Sur le sujet de l’intensité carbone : on n’avait pas à ce jour de certificat pour les usines situées en dehors de l’Union européenne, et il a été décidé qu’il y aurait des valeurs par défaut, avec une surcote de 30 %. La réduction annoncée dans la communication de Stéphane Séjourné, qui manifestement ne connaît rien à ce dossier, concerne uniquement cette surcote de 30 % de ces valeurs par défaut. C’est elle qui est réduite à 1 %.

Nous avons réalisé des projections. Avec un prix du carbone à 80/t, d’après la calculette de la DGEC, la solution azotée américaine, qui a représenté cette année 57 % des imports, sera taxée à 92 €/t.

Comme la fin des quotas gratuits se fait graduellement, à l’exercice 2030, on pourrait atteindre une valeur carbone à 140 €/t -c’est ce que nous dit l’Ademe-, et une valeur CBAM de 160 €/t sur la solution azotée. C’est la valeur totale que je payais pour une tonne d’engrais en 2019 !

Sur la masse globale du MACF, les engrais ne représentent que 2 à 3 %. On martèle que la seule solution, c’est le retrait. En tant qu’agriculteur, je ne me vois pas produire avec une CBAM à ce prix-là. Quel est l’avenir demain pour les céréaliers, et même la polyculture ?

TN : Allez-vous-réussir à convaincre les pouvoirs publics ?

C. B. : Je pense qu’on a convaincu l’Élysée, mais au niveau européen, il faut savoir quels Etats peuvent nous suivre.
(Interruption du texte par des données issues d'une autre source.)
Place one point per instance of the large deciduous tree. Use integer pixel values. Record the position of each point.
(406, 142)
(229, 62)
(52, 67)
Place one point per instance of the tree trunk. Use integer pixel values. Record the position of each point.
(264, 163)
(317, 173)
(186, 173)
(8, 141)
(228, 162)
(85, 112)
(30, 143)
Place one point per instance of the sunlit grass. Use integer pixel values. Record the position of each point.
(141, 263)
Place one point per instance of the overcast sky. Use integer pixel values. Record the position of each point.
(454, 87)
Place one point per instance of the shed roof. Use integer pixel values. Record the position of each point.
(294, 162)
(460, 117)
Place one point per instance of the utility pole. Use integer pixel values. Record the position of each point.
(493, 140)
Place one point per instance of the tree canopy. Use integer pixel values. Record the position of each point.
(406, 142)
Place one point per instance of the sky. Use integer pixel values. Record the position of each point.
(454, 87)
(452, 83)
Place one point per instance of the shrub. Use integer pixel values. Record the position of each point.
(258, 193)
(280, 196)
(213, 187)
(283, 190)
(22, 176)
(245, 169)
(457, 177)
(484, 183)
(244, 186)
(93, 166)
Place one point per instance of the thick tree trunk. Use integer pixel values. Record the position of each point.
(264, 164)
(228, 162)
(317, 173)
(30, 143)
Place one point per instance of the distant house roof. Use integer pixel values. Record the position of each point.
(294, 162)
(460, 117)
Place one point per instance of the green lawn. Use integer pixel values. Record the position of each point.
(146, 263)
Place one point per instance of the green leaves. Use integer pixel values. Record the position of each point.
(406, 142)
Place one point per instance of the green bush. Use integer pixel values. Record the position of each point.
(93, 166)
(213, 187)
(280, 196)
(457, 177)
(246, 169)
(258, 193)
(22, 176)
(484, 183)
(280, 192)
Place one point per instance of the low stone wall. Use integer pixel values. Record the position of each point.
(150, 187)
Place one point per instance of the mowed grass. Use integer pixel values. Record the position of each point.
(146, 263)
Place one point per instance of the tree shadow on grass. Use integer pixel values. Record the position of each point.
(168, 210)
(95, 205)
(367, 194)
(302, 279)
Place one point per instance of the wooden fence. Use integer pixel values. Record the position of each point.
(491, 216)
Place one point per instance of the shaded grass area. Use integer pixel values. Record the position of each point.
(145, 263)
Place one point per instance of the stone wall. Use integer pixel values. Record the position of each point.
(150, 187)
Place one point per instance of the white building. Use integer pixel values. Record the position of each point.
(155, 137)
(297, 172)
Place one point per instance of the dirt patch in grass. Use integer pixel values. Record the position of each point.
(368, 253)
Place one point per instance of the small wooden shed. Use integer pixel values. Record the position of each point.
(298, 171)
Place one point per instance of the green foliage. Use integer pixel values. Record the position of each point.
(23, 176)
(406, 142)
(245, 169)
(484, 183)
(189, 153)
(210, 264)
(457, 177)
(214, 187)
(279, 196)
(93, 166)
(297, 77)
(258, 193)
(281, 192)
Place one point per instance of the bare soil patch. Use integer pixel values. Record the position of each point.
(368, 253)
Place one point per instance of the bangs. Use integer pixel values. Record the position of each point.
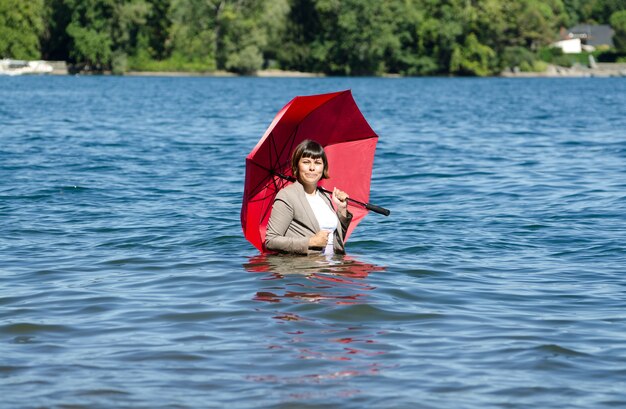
(313, 151)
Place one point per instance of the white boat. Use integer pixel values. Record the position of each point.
(19, 67)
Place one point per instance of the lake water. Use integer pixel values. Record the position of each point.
(498, 281)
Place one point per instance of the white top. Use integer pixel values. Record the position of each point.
(326, 218)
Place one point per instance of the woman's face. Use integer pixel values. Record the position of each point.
(310, 170)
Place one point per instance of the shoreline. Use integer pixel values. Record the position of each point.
(552, 71)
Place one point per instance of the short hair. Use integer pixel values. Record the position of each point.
(308, 149)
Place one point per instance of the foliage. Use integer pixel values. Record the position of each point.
(618, 22)
(336, 37)
(21, 24)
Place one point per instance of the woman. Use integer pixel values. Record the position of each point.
(303, 220)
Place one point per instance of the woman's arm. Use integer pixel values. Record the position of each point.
(275, 236)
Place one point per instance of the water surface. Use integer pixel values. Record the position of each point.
(497, 281)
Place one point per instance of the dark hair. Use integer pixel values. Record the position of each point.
(308, 149)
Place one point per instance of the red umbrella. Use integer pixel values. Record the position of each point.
(333, 120)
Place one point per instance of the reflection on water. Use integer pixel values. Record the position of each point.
(312, 293)
(340, 280)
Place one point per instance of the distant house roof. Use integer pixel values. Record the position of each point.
(594, 35)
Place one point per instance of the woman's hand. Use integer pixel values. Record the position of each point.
(320, 239)
(340, 200)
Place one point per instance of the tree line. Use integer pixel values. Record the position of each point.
(335, 37)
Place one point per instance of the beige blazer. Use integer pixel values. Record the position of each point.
(292, 223)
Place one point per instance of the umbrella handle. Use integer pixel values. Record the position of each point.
(377, 209)
(368, 206)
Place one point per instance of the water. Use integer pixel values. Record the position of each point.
(497, 281)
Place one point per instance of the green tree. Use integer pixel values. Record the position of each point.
(90, 30)
(472, 58)
(618, 22)
(21, 24)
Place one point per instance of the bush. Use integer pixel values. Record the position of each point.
(516, 56)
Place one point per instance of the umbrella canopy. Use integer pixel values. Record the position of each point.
(334, 121)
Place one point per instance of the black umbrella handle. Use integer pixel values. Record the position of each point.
(368, 206)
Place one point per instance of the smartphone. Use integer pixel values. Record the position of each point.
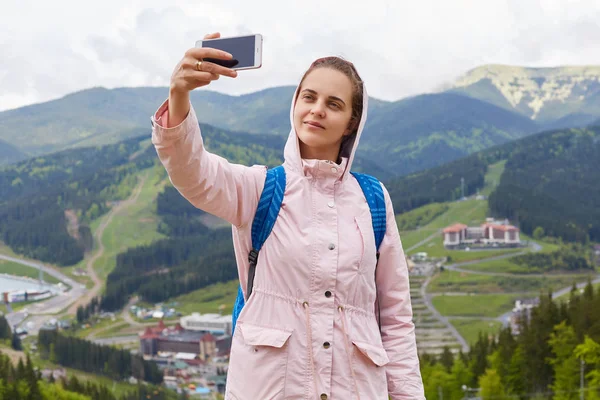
(246, 51)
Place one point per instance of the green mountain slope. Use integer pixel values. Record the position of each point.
(9, 153)
(429, 130)
(546, 95)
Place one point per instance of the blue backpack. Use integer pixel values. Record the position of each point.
(268, 210)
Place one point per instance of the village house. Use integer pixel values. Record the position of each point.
(491, 233)
(189, 345)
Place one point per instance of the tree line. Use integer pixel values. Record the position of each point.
(551, 182)
(86, 356)
(542, 360)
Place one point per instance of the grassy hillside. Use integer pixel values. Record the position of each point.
(10, 153)
(434, 129)
(400, 137)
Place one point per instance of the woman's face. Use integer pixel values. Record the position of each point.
(322, 113)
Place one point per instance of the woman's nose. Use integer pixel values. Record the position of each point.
(318, 109)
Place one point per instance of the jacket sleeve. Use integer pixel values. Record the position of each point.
(206, 180)
(397, 328)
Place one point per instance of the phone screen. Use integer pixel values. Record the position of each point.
(242, 48)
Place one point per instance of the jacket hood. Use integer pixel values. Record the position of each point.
(291, 153)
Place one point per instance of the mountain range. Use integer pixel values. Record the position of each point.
(489, 105)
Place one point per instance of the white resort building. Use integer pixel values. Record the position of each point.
(490, 233)
(214, 323)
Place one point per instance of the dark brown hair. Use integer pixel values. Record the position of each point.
(347, 68)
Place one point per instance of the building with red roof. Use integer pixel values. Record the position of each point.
(490, 233)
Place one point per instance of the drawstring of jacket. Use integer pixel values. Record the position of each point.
(310, 348)
(309, 345)
(347, 346)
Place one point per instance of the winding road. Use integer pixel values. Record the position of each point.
(41, 312)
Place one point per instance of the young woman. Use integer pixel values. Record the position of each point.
(309, 329)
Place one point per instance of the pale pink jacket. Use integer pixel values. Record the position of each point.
(309, 329)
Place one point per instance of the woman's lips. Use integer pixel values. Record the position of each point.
(315, 124)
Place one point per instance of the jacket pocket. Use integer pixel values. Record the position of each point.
(258, 362)
(368, 361)
(376, 354)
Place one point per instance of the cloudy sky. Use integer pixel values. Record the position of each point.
(400, 47)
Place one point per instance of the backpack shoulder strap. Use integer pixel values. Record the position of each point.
(262, 225)
(373, 192)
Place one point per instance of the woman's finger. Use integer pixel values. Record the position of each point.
(215, 35)
(208, 52)
(204, 76)
(206, 66)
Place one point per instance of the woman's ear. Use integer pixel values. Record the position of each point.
(352, 125)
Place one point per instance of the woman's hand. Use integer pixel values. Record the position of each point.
(192, 72)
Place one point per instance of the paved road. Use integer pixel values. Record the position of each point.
(39, 313)
(42, 311)
(440, 317)
(117, 340)
(47, 270)
(422, 242)
(98, 240)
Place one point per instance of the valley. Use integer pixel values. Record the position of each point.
(132, 248)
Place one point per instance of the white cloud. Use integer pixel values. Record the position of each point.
(401, 48)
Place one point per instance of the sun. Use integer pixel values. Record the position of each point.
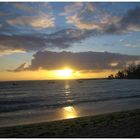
(64, 73)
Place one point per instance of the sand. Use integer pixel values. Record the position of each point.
(113, 125)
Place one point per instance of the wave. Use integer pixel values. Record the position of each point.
(10, 106)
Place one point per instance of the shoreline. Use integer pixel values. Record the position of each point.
(117, 125)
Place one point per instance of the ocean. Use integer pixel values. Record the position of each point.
(26, 102)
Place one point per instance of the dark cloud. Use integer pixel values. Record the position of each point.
(35, 42)
(66, 37)
(79, 60)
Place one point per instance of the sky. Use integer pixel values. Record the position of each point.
(93, 39)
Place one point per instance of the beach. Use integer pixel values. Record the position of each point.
(125, 124)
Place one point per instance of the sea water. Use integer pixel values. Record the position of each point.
(38, 101)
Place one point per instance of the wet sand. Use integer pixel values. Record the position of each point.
(113, 125)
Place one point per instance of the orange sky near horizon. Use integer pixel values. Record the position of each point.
(52, 74)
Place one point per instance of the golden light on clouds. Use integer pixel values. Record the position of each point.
(64, 73)
(69, 112)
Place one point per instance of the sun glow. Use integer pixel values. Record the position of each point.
(64, 73)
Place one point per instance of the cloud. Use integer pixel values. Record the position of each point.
(35, 42)
(105, 21)
(23, 6)
(19, 68)
(64, 38)
(91, 61)
(129, 22)
(41, 21)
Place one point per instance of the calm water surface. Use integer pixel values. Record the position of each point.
(36, 101)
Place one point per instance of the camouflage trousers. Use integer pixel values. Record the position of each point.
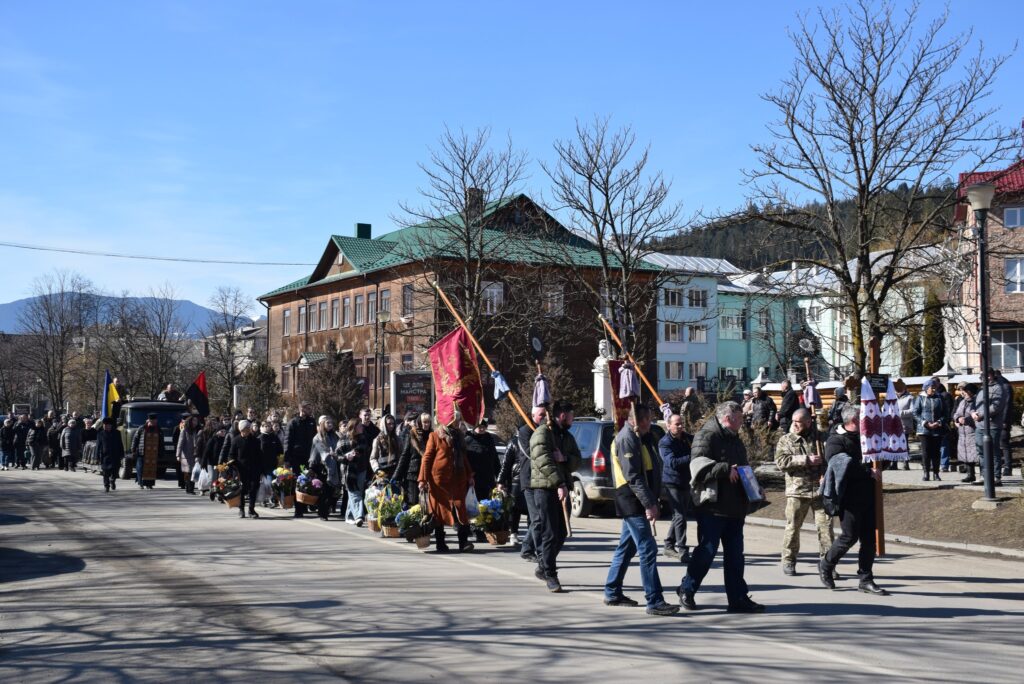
(796, 512)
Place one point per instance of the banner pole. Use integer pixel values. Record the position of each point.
(479, 349)
(632, 360)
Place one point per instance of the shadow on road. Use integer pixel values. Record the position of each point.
(16, 564)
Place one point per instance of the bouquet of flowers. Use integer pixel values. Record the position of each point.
(308, 489)
(493, 518)
(284, 486)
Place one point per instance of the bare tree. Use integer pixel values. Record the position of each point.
(878, 113)
(61, 308)
(221, 338)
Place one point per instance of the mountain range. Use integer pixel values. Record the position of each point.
(195, 316)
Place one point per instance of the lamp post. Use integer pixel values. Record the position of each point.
(980, 197)
(383, 317)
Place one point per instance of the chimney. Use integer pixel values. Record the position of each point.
(474, 202)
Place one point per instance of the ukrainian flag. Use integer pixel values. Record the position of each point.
(110, 395)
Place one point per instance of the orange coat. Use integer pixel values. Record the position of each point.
(446, 484)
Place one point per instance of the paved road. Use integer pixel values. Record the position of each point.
(157, 586)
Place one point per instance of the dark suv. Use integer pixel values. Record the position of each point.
(592, 483)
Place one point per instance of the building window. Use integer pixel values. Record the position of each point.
(732, 326)
(698, 370)
(407, 300)
(553, 303)
(1013, 217)
(1008, 348)
(673, 297)
(673, 370)
(492, 298)
(697, 299)
(358, 309)
(1015, 274)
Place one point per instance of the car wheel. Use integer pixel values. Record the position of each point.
(582, 506)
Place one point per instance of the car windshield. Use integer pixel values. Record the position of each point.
(167, 420)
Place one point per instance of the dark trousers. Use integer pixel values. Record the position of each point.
(857, 525)
(931, 447)
(679, 497)
(713, 530)
(551, 523)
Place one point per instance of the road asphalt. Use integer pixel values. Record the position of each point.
(159, 586)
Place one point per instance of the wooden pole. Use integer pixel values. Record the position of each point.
(646, 382)
(873, 362)
(479, 350)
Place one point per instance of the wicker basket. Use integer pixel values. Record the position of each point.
(500, 538)
(307, 499)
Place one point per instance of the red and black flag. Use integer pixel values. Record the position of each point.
(198, 395)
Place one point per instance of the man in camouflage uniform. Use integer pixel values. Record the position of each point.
(798, 457)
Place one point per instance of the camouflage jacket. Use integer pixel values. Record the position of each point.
(793, 457)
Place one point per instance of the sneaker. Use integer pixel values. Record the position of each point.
(686, 600)
(747, 606)
(622, 601)
(663, 608)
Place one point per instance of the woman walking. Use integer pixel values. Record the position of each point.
(445, 477)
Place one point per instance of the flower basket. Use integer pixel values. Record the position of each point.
(307, 499)
(498, 539)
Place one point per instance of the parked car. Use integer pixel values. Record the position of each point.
(592, 483)
(132, 416)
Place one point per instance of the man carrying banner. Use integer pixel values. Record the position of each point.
(554, 455)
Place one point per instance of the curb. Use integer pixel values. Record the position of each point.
(910, 541)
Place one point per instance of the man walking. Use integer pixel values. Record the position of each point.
(798, 457)
(715, 457)
(553, 457)
(674, 449)
(637, 479)
(849, 487)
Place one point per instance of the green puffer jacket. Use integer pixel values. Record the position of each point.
(546, 473)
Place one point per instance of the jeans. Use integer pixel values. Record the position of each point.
(356, 509)
(679, 497)
(636, 537)
(712, 530)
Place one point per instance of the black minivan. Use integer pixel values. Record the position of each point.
(593, 482)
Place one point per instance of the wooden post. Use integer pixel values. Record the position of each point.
(873, 364)
(646, 382)
(479, 350)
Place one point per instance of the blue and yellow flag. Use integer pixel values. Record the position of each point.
(110, 396)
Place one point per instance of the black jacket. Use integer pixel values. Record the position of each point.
(715, 442)
(110, 450)
(483, 460)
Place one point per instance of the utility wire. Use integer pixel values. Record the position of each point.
(39, 248)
L’Irlande, l’Autriche, l’Italie doivent nous accompagner, mais on n’a pas la majorité pour l’instant. Il faut réussir à faire mettre ce sujet à l’ordre du jour des conseils des ministres de l’agriculture européens.

TN : Y a-t-il d’autres leviers pour améliorer les revenus des céréaliers, qui enchaînent les années difficiles ?

C. B. : Il faut qu’on change de logiciel. On était dans une mondialisation heureuse, mais l’avènement de Trump, Poutine, ou encore ce que fait la Chine, nous oblige à avoir plus de résilience en misant davantage sur le secteur agricole. Au niveau des producteurs, on réfléchit à des filets de sécurité, qui ne seraient pas des prix garantis, pour remettre des garde-fous sur les marchés. On essaye également d’activer la réserve de crise pour les céréaliers.

TN : Et sur les zones intermédiaires ?

C. B. : Nous voulons mieux cibler les soutiens aux zones intermédiaires. Nous sommes l’un des seuls pays en Europe à ne pas activer l’ICHN sur le secteur végétal. Si demain on n’a pas de soutien pour ces zones, ce sera un échec. La Pac doit aussi redonner des lettres de noblesse à la production.